I am thinking of purchasing an investment property and want to make the down payment using a HELOC (Home Equity Lines of Credit) on my primary residence. What are the risks of HELOCs?

Answer:

Since you will use the HELOC to buy other real estate, you are actually doing ok. One benefit will be that the interest you'll be paying on that HELOC will be tax-deductible. Sometimes people use a HELOC to finance a lifestyle that is beyond their means (expensive travel, vehicles, plasma TVs) - strictly speaking the interest on a HELOC used this way will not be tax-deductible.

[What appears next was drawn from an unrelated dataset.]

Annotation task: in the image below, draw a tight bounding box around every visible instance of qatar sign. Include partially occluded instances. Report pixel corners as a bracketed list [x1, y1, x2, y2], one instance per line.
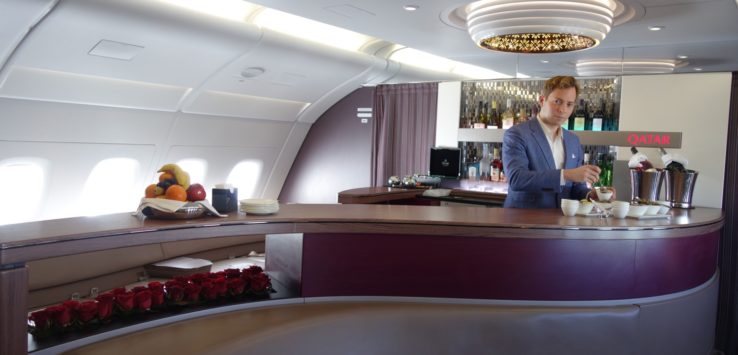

Getting a HELOC is easy. There are 3 risks associated with it:
  1. HELOCs are often structured as interest only, thus you are not paying down the principal. Look at your bank's statement when you your payment-due notice. Does it include any principal? It's a good idea to pay a little more whenever you can afford it.
  2. As the Fed raises the interest rate, HELOCs follow. My credit union's term is that the HELOC rate gets adjusted on the next first of the month after the FED adjusted the prime rate. At the time of writing (summer 2005) this is not a time to hope for falling interest. Most experts expect at least two more hikes of 0.25% each. This means your minimum payment will rise.
  3. You lose equity in your house and may even end up 'upside down'. That is if you own a house worth $500,000 and you have a mortgage of $400,000 on it and a HELOC of $50,000. Now your total balance is $450,000. Let's say you need to sell the house and the price drops just a bit - by 5% - to $475,000. Then there is 6% real estate agent commission to be paid.. that alone will be $28,500. I won't even add in the cost to clean the house / make it ready for a sale.
    $475,000 sale price
    - 28,500 transaction cost
    -400,000 first mortgage
    - 50,000 HELOC
    --------
    - 12,000

    Now imagine what happens if the house price drops 10%. Not unrealistic at all.


However a HELOC is a good idea when you need to pay off credit cards (debt consolidation) since the interest rate is so much lower. Just make sure to change your spending habits or you'll be needing a second (or bigger) HELOC soon.


Also know that if you obtain a HELOC of $100,000 and you don't actually take out all the $100,000, maybe you only take out $12,000. If someone pulls your credit and looks at your loan-to-value ratio, they count your HELOC as $100,000 (because that's how much of a lien is against the property). It does not help you much that you only use $12,000 of the $100,000 line.